The Embedding Atlas is an interactive visualization tool that displays all evaluation ratings as points in a 2D semantic space. Each point represents an agent response (witness, judge, or opposing counsel) that has been rated either by a human evaluator or by automated LLM evaluation.

## What Are Embeddings?

Embeddings are high-dimensional vector representations of text that capture semantic meaning. When we evaluate an agent response, we create an embedding that encodes:

* **The agent's response** (the actual message text)
* **Context** (preceding conversation/question that prompted the response)
* **Feedback** (human or automated reasoning about quality)
* **Metadata** (agent type, courtroom phase)

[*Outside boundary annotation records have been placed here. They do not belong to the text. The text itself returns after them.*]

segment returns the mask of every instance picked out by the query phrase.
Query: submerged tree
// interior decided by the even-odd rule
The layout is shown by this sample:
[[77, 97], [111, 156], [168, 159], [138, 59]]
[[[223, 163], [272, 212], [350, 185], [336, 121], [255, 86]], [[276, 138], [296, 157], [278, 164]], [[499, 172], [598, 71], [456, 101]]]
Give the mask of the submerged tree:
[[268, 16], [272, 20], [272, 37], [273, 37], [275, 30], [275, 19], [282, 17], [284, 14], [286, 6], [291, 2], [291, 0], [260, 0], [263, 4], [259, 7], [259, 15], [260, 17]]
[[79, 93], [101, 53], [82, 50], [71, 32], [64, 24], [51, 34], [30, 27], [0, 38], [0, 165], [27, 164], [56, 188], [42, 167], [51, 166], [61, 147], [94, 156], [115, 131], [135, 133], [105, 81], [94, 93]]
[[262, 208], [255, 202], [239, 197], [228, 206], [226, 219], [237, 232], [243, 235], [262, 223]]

These embeddings use OpenAI's `text-embedding-ada-002` model, producing **1536-dimensional vectors**.

## Understanding the Axes

The visualization projects 1536 dimensions onto a 2D plane by selecting the **two dimensions with the highest variance** across all embeddings. The axes do NOT have fixed semantic meanings -- they represent whichever embedding dimensions contain the most variation in your current dataset.

**Key insight:** The absolute position on X or Y is not meaningful. What matters is the **relative distances** between points.

## Interpreting the Visualization

### Clusters

| Pattern               | Possible Interpretation                                          |
| --------------------- | ---------------------------------------------------------------- |
| Cluster by agent type | Different agents produce fundamentally different response styles |
| Cluster by rating     | Quality issues manifest as similar semantic patterns             |
| Cluster by phase      | Courtroom phases elicit different response types                 |
| Isolated outliers     | Unusual responses that don't fit normal patterns                 |
| Overlapping clusters  | Multiple factors contribute to semantic similarity               |

### Filters

* **Source**: Human ratings vs Automated (LLM-judged) ratings
* **Agent Type**: Witness, Judge, Opposing Counsel
* **Rating Label**: Excellent (5), Good (4), Average (3), Poor (2), Bad (1)
* **Phase**: Courtroom phase where response occurred

## Practical Use Cases

1. **Quality Pattern Detection** -- Look for clusters of low-rated responses to reveal systematic quality issues in agent prompts.
2. **Human vs Automated Agreement** -- Compare cluster positions between human and automated ratings to verify evaluation criteria alignment.
3. **Agent Behavior Analysis** -- Filter by agent type to assess whether responses are repetitive (tight clusters) or varied (spread out).
4. **Finding Outliers** -- Points far from all clusters may be edge cases, data quality issues, or novel scenarios.
5. **Evaluating Prompt Changes** -- After modifying an agent's prompt, compare new response positions to historical data.

## Data Pipeline

```
Agent Response -> Eval Rating -> Embedding Generation -> eval_embeddings DB -> /api/embeddings -> Atlas Visualization
```

## Troubleshooting

* **"No Embeddings Yet"**: Embeddings are generated when human or automated eval batches are completed.
* **Points All in One Cluster**: Check for low semantic variety or verify embeddings are generating correctly.
* **Visualization Not Loading**: Check browser console for CORS errors, DuckDB-WASM initialization failures, or memory issues.